As for amphibians like frogs, the report found "potential for chronic risk" from atrazine at real-world exposure levels—not rapid death, like what a roach might experience after a blast of Raid, but long-term, subtle damage, like an impeded ability to reproduce. The EPA paper cited several studies by Tyrone Hayes, an integrative biologist at the University of California-Berkeley who has found that miniscule amounts of the chemical can trigger sex changes in frogs. In response to his research, atrazine's maker, the agrichemical giant Syngenta, embarked on a spirited, sustained effort to discredit him, detailed in a 2012 Mother Jones piece and a 2014 New Yorker feature.

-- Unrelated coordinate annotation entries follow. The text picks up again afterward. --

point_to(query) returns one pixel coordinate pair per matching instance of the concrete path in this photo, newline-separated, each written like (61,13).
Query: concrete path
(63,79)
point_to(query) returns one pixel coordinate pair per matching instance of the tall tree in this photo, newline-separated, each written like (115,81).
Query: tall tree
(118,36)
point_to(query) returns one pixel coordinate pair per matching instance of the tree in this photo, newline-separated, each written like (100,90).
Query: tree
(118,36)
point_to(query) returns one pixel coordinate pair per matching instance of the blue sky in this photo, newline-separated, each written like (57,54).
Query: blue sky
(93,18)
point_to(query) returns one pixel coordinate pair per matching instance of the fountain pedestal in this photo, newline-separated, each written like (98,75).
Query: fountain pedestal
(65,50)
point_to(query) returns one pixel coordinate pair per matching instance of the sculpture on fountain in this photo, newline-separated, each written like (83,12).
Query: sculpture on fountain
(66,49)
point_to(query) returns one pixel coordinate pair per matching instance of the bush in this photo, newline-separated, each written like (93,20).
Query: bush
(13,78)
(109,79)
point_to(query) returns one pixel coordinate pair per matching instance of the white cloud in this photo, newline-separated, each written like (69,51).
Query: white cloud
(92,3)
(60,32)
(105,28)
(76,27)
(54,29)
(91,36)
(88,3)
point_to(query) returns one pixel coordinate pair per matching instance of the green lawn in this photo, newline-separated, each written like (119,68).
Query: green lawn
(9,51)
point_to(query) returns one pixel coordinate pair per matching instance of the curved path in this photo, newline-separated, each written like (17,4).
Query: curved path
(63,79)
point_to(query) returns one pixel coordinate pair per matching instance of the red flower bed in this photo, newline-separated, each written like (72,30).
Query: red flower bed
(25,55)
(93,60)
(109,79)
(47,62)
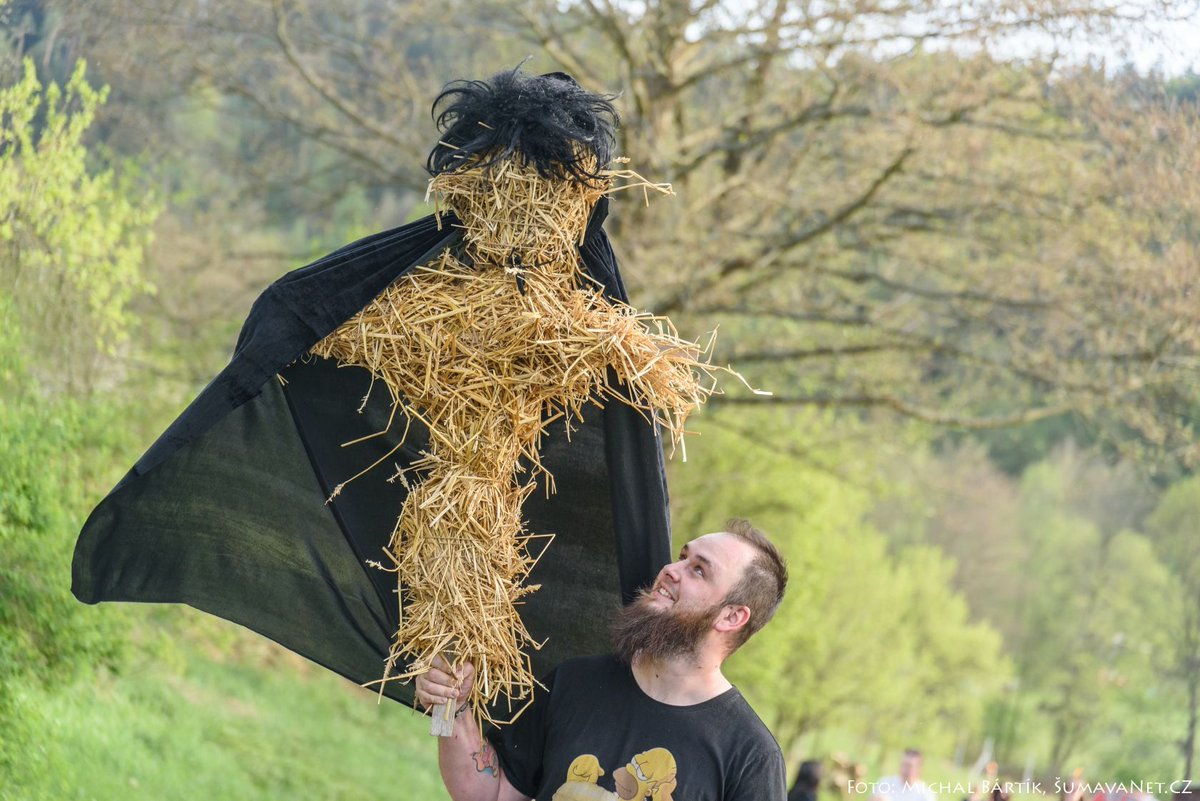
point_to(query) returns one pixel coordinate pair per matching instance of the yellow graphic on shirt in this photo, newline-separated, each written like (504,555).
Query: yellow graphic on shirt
(649,776)
(581,782)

I asked Hayes whether he felt vindicated by the EPA's new report. "Asking me if I feel vindicated is like asking someone who's been in jail for 10 years for something he didn't do whether he feels vindicated when he gets out," he said.

Syngenta, for its part, rejects the concerns raised by the EPA. "The draft ecological risk assessment drew conclusions based on a number of scientific errors and flawed interpretations," a company spokesperson wrote in an email. "This draft ecological risk assessment is inconsistent with a number of EPA's previous conclusions as well as assessments by other regulatory agencies around the world."

The European Union banned atrazine in 2004, citing its potential to contaminate water and harm ecosystems. And this latest EPA report suggests the US government might also consider reining in use of the chemical. But probably not anytime soon. The agency has been reviewing atrazine's registration since 2009, and the wheels turn slowly. On Monday, the EPA published the assessment in the Federal Register, opening a 60-day period for public comment. An EPA spokeswoman says it won't be finalized until 2017—meaning no regulatory action until well after the presidential election.

Meanwhile, the EPA is also mulling an even more heated issue: atrazine's impact on human health. The agency expects to release its human-health assessment "later in 2016," a spokesperson said. Back in 2011, the EPA released the final deliberations by a panel of independent scientists it had convened to address the topic. Its conclusions were not comforting. (Here's my summary from the time.) The panel found that atrazine had "suggestive evidence of carcinogenic potential" for ovarian cancer, non-Hodgkin's lymphoma, hairy-cell leukemia, and thyroid cancer, and that "there is inadequate evidence" to determine whether atrazine causes prostate cancer, breast cancer, liver cancer, esophageal cancers, and childhood cancers.

A recent paper by Texas A&M and Iowa State University researchers looked at research published since 2000 and concluded that "higher concentrations of atrazine in drinking water" have been associated with a variety of birth defects in people."

"The science has been settled for a long time," Hayes told me. "Now it's politics and economics." Apparently, it will be up to a Clinton or, gulp, Trump administration to do something about it.